Quando a população trans conquista algo, eu me sinto visibilizado, entendendo que não podemos regredir. A aprovação de cotas para pessoas trans nas universidades federais da Bahia, a alteração do protocolo transexualizador (apesar do seu nome problemático), pessoas trans envolvidas na ampliação e atualização desse protocolo hoje são alguns exemplos dessa conquista. 

Temos que estar no front a todo momento impedindo retrocessos, por exemplo o novo modelo da carteira de identidade. Foi assegurado a nós pelo governo federal que o RG não teria sexo e agora vai constar meu nome social – João Pedro – com o sexo feminino. Então há os retrocessos e temos que estar preparados para lutar contra eles. 

Quando falamos de visibilidade estamos construindo o entendimento de que ser uma pessoa trans é só mais um atravessamento na nossa vida. Um atravessamento que precisa de políticas públicas, atendimento de saúde direcionado e cuidados específicos, mas um atravessamento. Somos muito mais do que isso. Não é pensar na Erika Hilton como uma deputada trans incrível, é pensar nela como uma deputada incrível e ponto. 

Temos potências e desafios como qualquer outro ser humano. Temos em maior ou menor grau, a depender da face da população que estamos falando, mas é isso.

É algo que faz parte de nós, só não a única coisa que importa. 

Somos seres humanos integrais e temos que ter os mesmos direitos que toda e qualquer pessoa. 

 

“Quando abraçamos uma causa,nos tornamos referência para outras meninas que estão se descobrindo.”

Adélia Luiz, integrante do Coloafro 

Eu faço parte dos movimentos políticos e coletivos desde os meus 15 anos. Nas rodas de conversa que as lideranças organizavam eu fui entendendo, aos poucos, que o lugar que eu ocupava no mundo era o de uma travesti. Ser engajada nos movimentos sociais foi fundamental para o meu reconhecimento. A partir da convivência com outras mulheres trans e travestis que eu fui me percebendo e criando coragem para abraçar isso porque são muitos estigmas. 

Eu moro em Altamira, no Pará.
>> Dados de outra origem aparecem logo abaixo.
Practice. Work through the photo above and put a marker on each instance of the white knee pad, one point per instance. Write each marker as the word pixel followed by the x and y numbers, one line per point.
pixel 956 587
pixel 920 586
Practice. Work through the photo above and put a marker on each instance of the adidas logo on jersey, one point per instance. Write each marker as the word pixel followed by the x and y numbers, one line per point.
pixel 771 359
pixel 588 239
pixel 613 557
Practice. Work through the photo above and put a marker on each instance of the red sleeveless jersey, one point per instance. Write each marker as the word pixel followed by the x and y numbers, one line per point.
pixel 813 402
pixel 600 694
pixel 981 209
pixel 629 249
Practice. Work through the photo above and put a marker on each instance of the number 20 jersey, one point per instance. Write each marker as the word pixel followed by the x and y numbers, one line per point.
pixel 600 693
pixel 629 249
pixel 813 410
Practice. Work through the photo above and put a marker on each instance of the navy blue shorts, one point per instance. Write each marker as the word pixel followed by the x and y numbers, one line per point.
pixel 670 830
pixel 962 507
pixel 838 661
Um dos estados mais perigosos para ser LGBTQIAP+. Estamos na luta sempre. Quando abraçamos uma causa, vamos compreendendo nosso papel social, até porque nos tornamos referência para outras meninas que estão se descobrindo.

A Coloafro era um braço do Coletivo de Mulheres Negras Maria-Maria (COMUNEMA). Como organizávamos e participávamos de atividades que eram mais intervenções artísticas com grafite e muralismo, percebemos a necessidade de fazer nossas próprias pautas e dialogar mais diretamente com a nossa frente de atuação, que é a juventude. 

Eu sempre me senti pressionada por ser uma das poucas travestis nos espaços de diálogo. Quando eu via que só tinha meu nome nas listas de participação me perguntava o momento em que eu veria outras ocuparem os lugares. Uma vez fizemos um evento que reuniu diversas travestis e acredito que essa tenha sido a primeira vez que me senti vista: quando não era só eu representando a voz de muitas. 

Eu vi que não estava sozinha, foi assim, ao lado de outras pessoas trans e travestis que me senti visível.